Francamente non mi ricordo neanche come sia andato il dialogo fuori. Quello che importa è che ad un certo punto, diciamo, porgo in avanti il mezzo busto accentuando un po' il movimento del collo, probabilmente facendo un mezzo passo visto che la distanza tra me e la giovane assommava a un buon metro.

Hai voglia a limonare da un metro, o sei un Alien o altrimenti non becchi un cazzo.

E qui, il dramma epocale.

No!

Esclama lei. Non mi sono spaventato, ma quasi. Tant'è che la mia reazione fu: eh?
Non starò a scrivere le ragioni per cui lei quasi ha gridato "no", ma vi proporrò un estratto molto eloquente circa quello che stavo sentendo io mentre lei me la contava. E la cosa impressionante, è che lei non mi stava contando palle, ma alcune cose erano veramente inascoltabili. Ecco il riassunto, in buon italiano, di quanto mi venne riferito: 



Altri leggerebbero in tali parole più un epigono di quanto segue, ad ogni buon conto lascio a voi il beneficio della scelta:



Rientrati verso la zona della stazione centrale di Monaco, ci congediamo. Per fortuna nessuno dice buon viaggio, altrimenti avrebbe voluto dire che il Dio del Sarcasmo aveva voglia veramente di prendersi gioco di me. Ma c'è ancora un'episodio farsesco da raccontare. La ciliegina sulla torta alla supercazzola. 

Anziché tornare a casa in metropolitana, decido che avrei preso il tram, mezzo che a naso mi sembrava più rapido e che sarebbe stata una bella scoperta dell'ultim'ora visto che presumibilmente non sarei mai più tornato a vivere in quella stessa casa e di quel tram me ne sarei dimenticato nel giro di un paio di birre. Nel percorso che collega la stazione della metro al tram passo a fianco alla zona degli ostelli. Mi dico: finalmente c'è un collegamento internet gratis e funzionante e posso scrivere su Facebook una cosa che avevo in testa da esattamente 48 ore. Era successo che due notti prima avevo sognato una tipa di Milano, una ragazza bellissima, uno splendore, una che non è mai apparsa su questo blog in quanto italiana e che, a parte questo rapido estratto, non tornerò a citare, nonostante ora che scrivo praticamente si sia già sublimata nella mia vita, e la baciavo, le labbra sottili e sensuali, i morsi, i respiri appena percettibili sulle gote che si sfioravano di sfuggita e che si cercavano, abbracci che rendevano due persone un'anima sola. 

E io ho l'alzata d'ingegno di scrivere su Facebook, dopo un glorioso DUEDIPICCHE™ con supercazzola annessa e connessa, "Ho sognato di baciarti. E di morire di te". Io ed il senso dell'opportunità.
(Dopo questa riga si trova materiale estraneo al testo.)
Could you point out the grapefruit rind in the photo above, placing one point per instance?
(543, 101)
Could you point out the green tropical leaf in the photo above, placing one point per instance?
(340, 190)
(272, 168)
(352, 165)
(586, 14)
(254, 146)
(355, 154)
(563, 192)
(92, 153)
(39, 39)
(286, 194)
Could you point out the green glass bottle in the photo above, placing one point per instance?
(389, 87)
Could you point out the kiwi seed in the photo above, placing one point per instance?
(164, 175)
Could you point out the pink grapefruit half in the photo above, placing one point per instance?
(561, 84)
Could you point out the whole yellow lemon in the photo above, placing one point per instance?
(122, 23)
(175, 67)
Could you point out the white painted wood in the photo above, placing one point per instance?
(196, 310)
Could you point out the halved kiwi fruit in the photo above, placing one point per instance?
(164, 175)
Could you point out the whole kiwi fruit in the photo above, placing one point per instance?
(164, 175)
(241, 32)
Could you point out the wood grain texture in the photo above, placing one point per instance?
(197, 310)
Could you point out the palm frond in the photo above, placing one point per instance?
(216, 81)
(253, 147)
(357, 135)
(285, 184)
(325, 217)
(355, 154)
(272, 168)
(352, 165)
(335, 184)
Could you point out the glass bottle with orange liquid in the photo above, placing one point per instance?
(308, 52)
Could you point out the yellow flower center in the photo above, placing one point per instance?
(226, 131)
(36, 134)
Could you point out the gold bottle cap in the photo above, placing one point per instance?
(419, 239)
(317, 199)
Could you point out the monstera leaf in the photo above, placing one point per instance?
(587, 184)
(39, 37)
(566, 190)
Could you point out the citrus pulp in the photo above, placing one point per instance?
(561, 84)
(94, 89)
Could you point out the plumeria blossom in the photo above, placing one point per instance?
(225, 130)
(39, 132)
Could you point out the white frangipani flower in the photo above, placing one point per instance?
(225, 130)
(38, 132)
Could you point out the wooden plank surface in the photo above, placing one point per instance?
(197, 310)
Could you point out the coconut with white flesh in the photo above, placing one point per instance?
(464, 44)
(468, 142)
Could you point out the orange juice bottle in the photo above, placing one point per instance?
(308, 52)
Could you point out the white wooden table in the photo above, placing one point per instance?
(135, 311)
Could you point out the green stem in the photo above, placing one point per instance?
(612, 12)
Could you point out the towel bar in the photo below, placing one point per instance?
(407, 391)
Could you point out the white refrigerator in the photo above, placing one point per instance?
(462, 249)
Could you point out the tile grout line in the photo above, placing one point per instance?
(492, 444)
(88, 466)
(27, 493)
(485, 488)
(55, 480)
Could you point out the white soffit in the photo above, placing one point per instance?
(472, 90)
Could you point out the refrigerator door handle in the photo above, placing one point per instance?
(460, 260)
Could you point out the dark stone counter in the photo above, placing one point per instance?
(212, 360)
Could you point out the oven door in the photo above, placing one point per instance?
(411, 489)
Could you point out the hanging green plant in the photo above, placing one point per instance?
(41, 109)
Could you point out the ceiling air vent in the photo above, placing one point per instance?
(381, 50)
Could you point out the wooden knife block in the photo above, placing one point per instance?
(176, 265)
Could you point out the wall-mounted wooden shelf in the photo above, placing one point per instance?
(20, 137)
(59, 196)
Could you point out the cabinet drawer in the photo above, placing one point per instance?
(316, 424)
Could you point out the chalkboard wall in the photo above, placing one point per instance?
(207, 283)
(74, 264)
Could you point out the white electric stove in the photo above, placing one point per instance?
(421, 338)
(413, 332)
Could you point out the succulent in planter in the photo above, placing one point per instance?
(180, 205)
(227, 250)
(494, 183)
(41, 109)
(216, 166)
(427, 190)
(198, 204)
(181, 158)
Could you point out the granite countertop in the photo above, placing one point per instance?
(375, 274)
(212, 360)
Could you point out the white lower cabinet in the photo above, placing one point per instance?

Questo misconosciuto. 

Ovviamente non cercai di mettere la pezza, perché se avessi raccontato questa gag, peraltro pura verità, alla mia amica della supercazzola, avrebbe lei pensato che stavo raccontandole una gigantesca supercazzola e io non sarei stato creduto - invero a ragione -. Alle volte neanche la verità è credibile. O persino udibile.

La mattina dopo avrei riconsegnato le chiavi di casa e sarei andato all'aeroporto di Monaco. Finalmente tornavo a Milano. In qualche misura ero contento perché volevo recuperare un paio di discorsi lasciati in sospeso. Avevo anche voglia di rifarmi dopo un fulminante quattro di picche che mi aveva un po' tagliato le gambe ma soprattutto dopo aver perso l'evento più potenzialmente tonico della vita vita mia - Die Party -. 

L'unico problema, invero, è che quello che succede qui a Milano non è dominio di questo blog. Perché di ciò che si fa in Italia non si parla. Né di italiani, o meglio, italianE. Quindi cari amici, ci rivediamo presto, con nuove gag e nuovi DUEDIPICCHE™ direttamente da Londra. E sempre, Avanti Savoia!